Health Crawler
Health Crawler
implemented by me
This is the data and code companion for the paper “Mapping the International Health Aid Community Using Web Data” by me, Katsumasa Hamaguchi, Maria Elena Pinglo, and Antonio Giuffrida, published in the EPJ Data Science journal.
The release has two folders: “data” and “code”.
The “data” folder contains six files. The first three contains our cleaned inputs: the entity lists.
– countries.csv. A three column file, connecting each country ID (first column) to the country name (second column). If the country name has aliases, these are listed in the third column.
– keywords.csv. The file connects each keyword ID (first column) the the keyword name (second column). Columns three to six indicate whether the keyword is part of one of four macro categories.
– organizations.csv. The file connects each organization id (first column) to the organization’s name (second column), acronym (third column), website’s URL (fourth column), and possible aliases (fifth column).
The other three files contain the data, sliced differently.
– data_clean.csv. The file has five columns:
– “organization”: the ID of the organization from which we obtain the observation.
– “entity 1 type” & “entity 2 type”: these columns inform on how to interpret the following two columns. Since all IDs are numeric, the ID 1 could refer to either organization 1, issue 1, or country 1. If “entity 1 type” is “countries”, it means that a value of “3” in the “entity 1” column refers to country 3.
– “entity 1” & “entity 2”: the columns report the ID of the connected entities. Check the entity type columns for how to interpret these values.
– “score”: the WS score of the entity pair, meaning the log number of pages in which the entities co-occur.
– data_clean_bycountry.csv. The file has the same structure as the previous one, with the only difference being the first columns. Instead of reporting the organization ID — meaning the website from which the data comes — the first column here represents the country ID: the country to which the data refers. This means that the last column — “score” — is the aggregation of the WS scores across all websites.
– data_clean_citations.csv. The file has four columns:
– “source”: the ID of the organization making the citation.
– “target type”: this column informs on how to interpreting the “target” column in the same way “entity 1 type” & “entity 2 type” do in the “data_clean.csv” file.
– “target”: the ID of the entity being cited by the organization.
– “score”: the WS score of the citation, meaning the log number of pages in which the target is mentioned.
In all data files, the type “organization_links” refers to an “organization”. The difference is that an “organization” is a mention by name (or acronym), while an “organization_links” is a mention by hyperlink.
The “code” folder contains four files and a subfolder. The csv files are the same input file contained in the data folder: countries.csv, keywords.csv, organizations.csv. The Python script wbcrawl_manager.py is used to launch the crawler.
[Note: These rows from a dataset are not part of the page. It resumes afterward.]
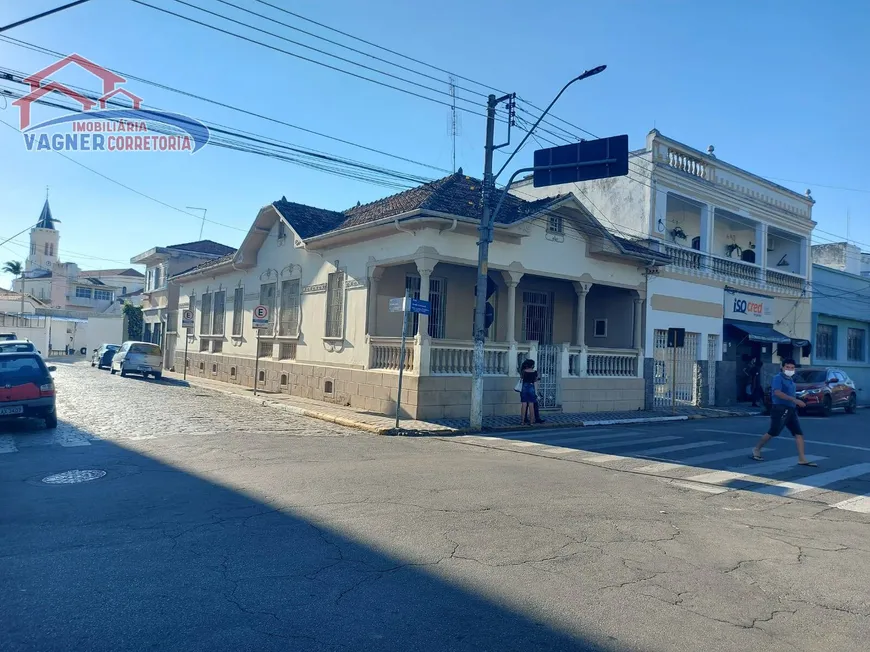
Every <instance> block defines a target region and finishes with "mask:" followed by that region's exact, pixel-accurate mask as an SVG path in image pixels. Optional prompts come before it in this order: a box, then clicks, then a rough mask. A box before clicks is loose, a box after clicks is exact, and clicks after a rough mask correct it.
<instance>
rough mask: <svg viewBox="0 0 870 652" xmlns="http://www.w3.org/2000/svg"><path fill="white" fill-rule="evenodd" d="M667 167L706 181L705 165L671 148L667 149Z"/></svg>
mask: <svg viewBox="0 0 870 652" xmlns="http://www.w3.org/2000/svg"><path fill="white" fill-rule="evenodd" d="M668 165H670V166H671V167H672V168H676V169H677V170H681V171H682V172H688V173H689V174H692V175H694V176H696V177H701V178H702V179H708V178H709V176H708V169H707V163H706V162H705V161H702V160H701V159H699V158H695V157H694V156H689V155H688V154H686V153H684V152H681V151H680V150H678V149H674V148H672V147H669V148H668Z"/></svg>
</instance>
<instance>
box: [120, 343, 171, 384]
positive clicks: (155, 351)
mask: <svg viewBox="0 0 870 652" xmlns="http://www.w3.org/2000/svg"><path fill="white" fill-rule="evenodd" d="M109 370H110V371H111V372H112V373H113V374H114V373H116V372H120V373H121V377H124V376H126V375H127V374H130V373H133V374H142V377H143V378H147V377H148V375H149V374H150V375H152V376H154V377H155V378H157V379H158V380H159V379H160V378H162V377H163V352H162V351H161V350H160V347H159V346H157V345H156V344H152V343H151V342H124V343H123V344H122V345H121V348H120V349H119V350H118V352H117V353H116V354H115V355H114V356H113V357H112V364H111V366H110V367H109Z"/></svg>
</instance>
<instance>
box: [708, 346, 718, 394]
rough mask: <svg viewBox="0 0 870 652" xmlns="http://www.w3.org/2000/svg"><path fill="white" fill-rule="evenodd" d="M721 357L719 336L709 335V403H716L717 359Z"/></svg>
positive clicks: (708, 352) (708, 355) (708, 375)
mask: <svg viewBox="0 0 870 652" xmlns="http://www.w3.org/2000/svg"><path fill="white" fill-rule="evenodd" d="M718 359H719V336H718V335H708V336H707V386H708V387H709V398H708V400H707V404H708V405H716V360H718Z"/></svg>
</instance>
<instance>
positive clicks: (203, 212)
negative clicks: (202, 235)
mask: <svg viewBox="0 0 870 652" xmlns="http://www.w3.org/2000/svg"><path fill="white" fill-rule="evenodd" d="M185 208H186V209H187V210H190V211H202V224H201V225H200V227H199V239H200V240H202V232H203V230H204V229H205V216H206V213H208V209H207V208H200V207H198V206H185Z"/></svg>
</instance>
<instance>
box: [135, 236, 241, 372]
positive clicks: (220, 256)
mask: <svg viewBox="0 0 870 652" xmlns="http://www.w3.org/2000/svg"><path fill="white" fill-rule="evenodd" d="M233 252H235V249H233V248H232V247H227V246H226V245H222V244H220V243H218V242H213V241H212V240H198V241H196V242H185V243H183V244H177V245H170V246H168V247H152V248H151V249H149V250H148V251H146V252H144V253H141V254H139V255H137V256H133V258H131V259H130V262H131V263H132V264H134V265H144V266H145V275H144V284H143V286H142V288H141V289H142V293H141V295H140V296H139V297H138V299H139V304H140V305H141V307H142V317H143V321H144V322H145V324H144V333H143V335H142V339H143V340H145V341H148V342H154V343H155V344H158V345H160V346H161V347H162V348H163V356H164V366H165V367H167V368H170V367H171V366H172V361H173V358H174V355H175V353H174V349H175V344H176V337H177V331H176V329H175V325H176V323H177V321H178V319H177V318H176V315H175V311H176V310H178V287H177V286H175V285H172V284H171V283H170V282H169V279H170V277H172V276H173V275H175V274H179V273H181V272H183V271H186V270H188V269H190V268H192V267H195V266H197V265H199V264H201V263H204V262H207V261H211V260H214V259H216V258H220V257H221V256H225V255H227V254H231V253H233Z"/></svg>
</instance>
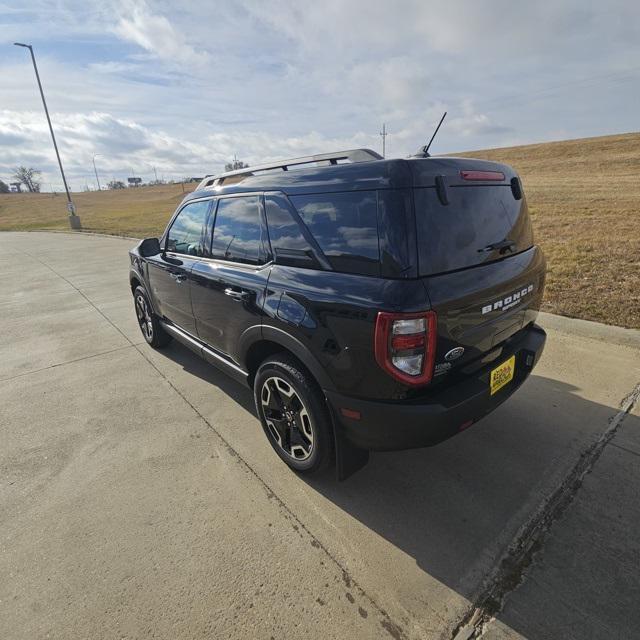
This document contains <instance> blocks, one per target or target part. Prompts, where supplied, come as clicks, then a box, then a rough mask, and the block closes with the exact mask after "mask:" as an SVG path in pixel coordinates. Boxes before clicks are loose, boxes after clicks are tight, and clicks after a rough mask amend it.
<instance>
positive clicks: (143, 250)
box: [138, 238, 160, 258]
mask: <svg viewBox="0 0 640 640" xmlns="http://www.w3.org/2000/svg"><path fill="white" fill-rule="evenodd" d="M138 252H139V253H140V255H141V256H142V257H143V258H150V257H151V256H157V255H158V254H159V253H160V241H159V240H158V238H145V239H144V240H143V241H142V242H141V243H140V244H139V245H138Z"/></svg>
The script assumes that you have created a file called “batch”. This file should contain a list of organization IDs, one per line. The script will spawn a different process per ID, crawling the corresponding website. If launched in a machine with sufficient processors and memory, “batch” can contain all the organization IDs, thus launching the entire crawl process in parallel.
!!!IMPORTANT NOTE!!! The crawler REQUIRES the usage of the PhantomJS binary, which is NOT included in this package. One can download it from http://phantomjs.org/, and place it in the code folder. This might create compatibility issues if run in a system different from the development one. The crawler should run with no issues on Ubuntu 16.04.
The crawler assumes that you have properly installed the Scrapy library (https://scrapy.org/). In fact, the crawler is nothing more than a standard Scrapy project. The Scrapy version used to crawl the webpages is 1.3.2. I cannot guarantee that other Scrapy versions will work without issues. Other required nonstandard Python library are:
– Selenium
– BeautifulSoup
– Six
Most of the code is standard Scrapy code. The custom parts of the crawler are mostly in wb_crawl/spiders/health_spider.py, which contains the logic of the crawler.
If you are going to use the crawler for your own personal project, PLEASE edit the USER_AGENT (line 19 in wb_crawl/settings.py) and include your contact information.